Potential favorite new author alert! I had heard of Seanan McGuire before; I saw something related to one of her more recent novels (Middlegame) which got my attention and now physically sits on my TBR bookcase. That is a longer book though and right now I don’t really have the time or energy, so instead I put in a request at my local library for Sparrow Hill Road. I had seen the sequel in a bookstore and thought it looked really interesting but I figured I might as well start with book 1, and also library in case it turns out I didn’t like it. Turns out, I liked it a lot.
The world is incredibly interesting and the characters are really relatable in a lot of ways. This is a world where American car culture has influenced the afterlife. If you die in a vehicular-related way and become a ghost, there are different types you could become, there are ghost roads, ghost cars, and even parallel worlds that overlap between the living and the dead. There are also living people with closer connections to the world of the dead, and there are beings who aren’t quite one or the other (living or dead).

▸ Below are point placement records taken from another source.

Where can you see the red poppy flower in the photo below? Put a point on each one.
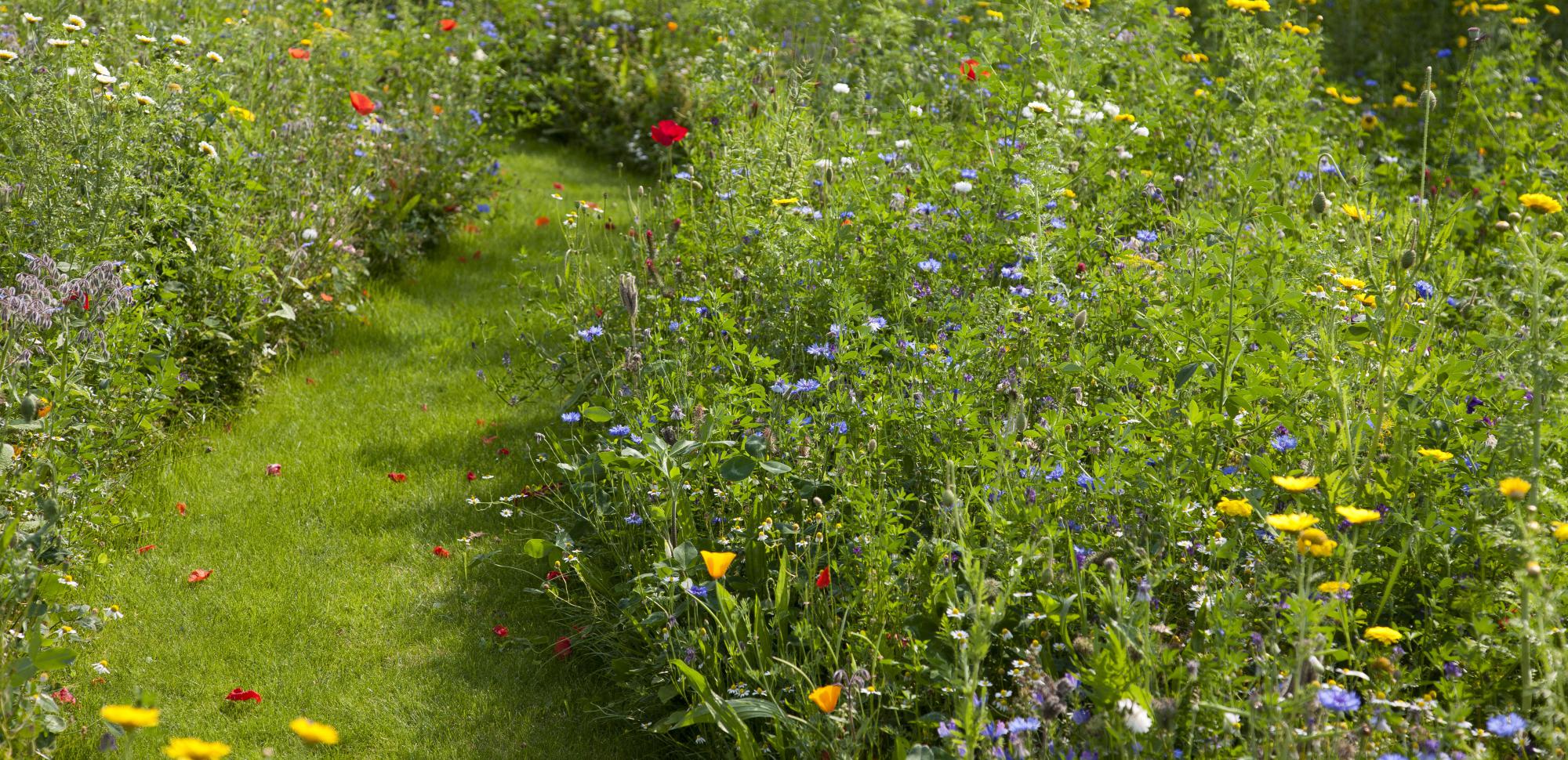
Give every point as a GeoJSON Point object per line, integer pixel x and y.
{"type": "Point", "coordinates": [667, 132]}
{"type": "Point", "coordinates": [971, 68]}
{"type": "Point", "coordinates": [361, 104]}
{"type": "Point", "coordinates": [244, 697]}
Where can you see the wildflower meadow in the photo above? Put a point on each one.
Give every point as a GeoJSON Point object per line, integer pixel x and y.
{"type": "Point", "coordinates": [785, 380]}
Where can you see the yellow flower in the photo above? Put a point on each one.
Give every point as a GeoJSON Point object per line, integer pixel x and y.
{"type": "Point", "coordinates": [1298, 483]}
{"type": "Point", "coordinates": [826, 698]}
{"type": "Point", "coordinates": [1384, 635]}
{"type": "Point", "coordinates": [1514, 488]}
{"type": "Point", "coordinates": [314, 733]}
{"type": "Point", "coordinates": [129, 717]}
{"type": "Point", "coordinates": [717, 563]}
{"type": "Point", "coordinates": [1291, 523]}
{"type": "Point", "coordinates": [1541, 203]}
{"type": "Point", "coordinates": [1315, 543]}
{"type": "Point", "coordinates": [197, 750]}
{"type": "Point", "coordinates": [1359, 516]}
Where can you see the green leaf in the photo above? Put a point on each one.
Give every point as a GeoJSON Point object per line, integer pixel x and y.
{"type": "Point", "coordinates": [738, 468]}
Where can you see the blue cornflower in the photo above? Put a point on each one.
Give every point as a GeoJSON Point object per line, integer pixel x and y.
{"type": "Point", "coordinates": [1338, 700]}
{"type": "Point", "coordinates": [1508, 725]}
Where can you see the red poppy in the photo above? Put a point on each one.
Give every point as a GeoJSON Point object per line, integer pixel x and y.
{"type": "Point", "coordinates": [667, 132]}
{"type": "Point", "coordinates": [244, 697]}
{"type": "Point", "coordinates": [361, 104]}
{"type": "Point", "coordinates": [971, 68]}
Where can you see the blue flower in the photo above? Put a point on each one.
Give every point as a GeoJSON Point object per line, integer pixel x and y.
{"type": "Point", "coordinates": [1338, 700]}
{"type": "Point", "coordinates": [1508, 725]}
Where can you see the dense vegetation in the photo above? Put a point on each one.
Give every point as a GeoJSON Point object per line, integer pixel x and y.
{"type": "Point", "coordinates": [981, 378]}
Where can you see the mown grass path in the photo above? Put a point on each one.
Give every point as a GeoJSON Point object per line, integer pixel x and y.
{"type": "Point", "coordinates": [325, 595]}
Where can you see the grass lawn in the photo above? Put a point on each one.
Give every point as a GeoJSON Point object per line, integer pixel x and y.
{"type": "Point", "coordinates": [325, 595]}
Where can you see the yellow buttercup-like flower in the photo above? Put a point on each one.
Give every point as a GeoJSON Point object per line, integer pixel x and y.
{"type": "Point", "coordinates": [1541, 203]}
{"type": "Point", "coordinates": [826, 698]}
{"type": "Point", "coordinates": [1514, 488]}
{"type": "Point", "coordinates": [1315, 543]}
{"type": "Point", "coordinates": [1291, 523]}
{"type": "Point", "coordinates": [314, 733]}
{"type": "Point", "coordinates": [1298, 483]}
{"type": "Point", "coordinates": [189, 748]}
{"type": "Point", "coordinates": [717, 563]}
{"type": "Point", "coordinates": [129, 717]}
{"type": "Point", "coordinates": [1235, 507]}
{"type": "Point", "coordinates": [1384, 635]}
{"type": "Point", "coordinates": [1359, 516]}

The story is also a really good ghost story: Rose died in a car wreck caused by Bobby Cross at the age of 16 in 1952. The story moves around back and forth in time introducing Rose and her adventures as she tries to survive and maybe even help people who are close to or just passing into her world. Each episode gives you a little more about Rose, her world, and why Bobby ran her off the road in the first place (hint: evil villain stereotype reasons) and why he’s still after her even though she’s already dead.
There’s a lot of suspense in following Rose, not just because of wondering what’s going to happen with Bobby, but also in watching Rose try to help people, save people (including herself), and just navigating the rules of the American road afterlife; those rules and world are really interesting and kind of melancholy but still hopeful, with a good does of nostalgia for diners. The end of the story is the same way: the main problem is no longer an imminent threat but a lot of possibilities for further adventures. I will most certainly be picking up book 2, and getting to the newer book sooner rather than later.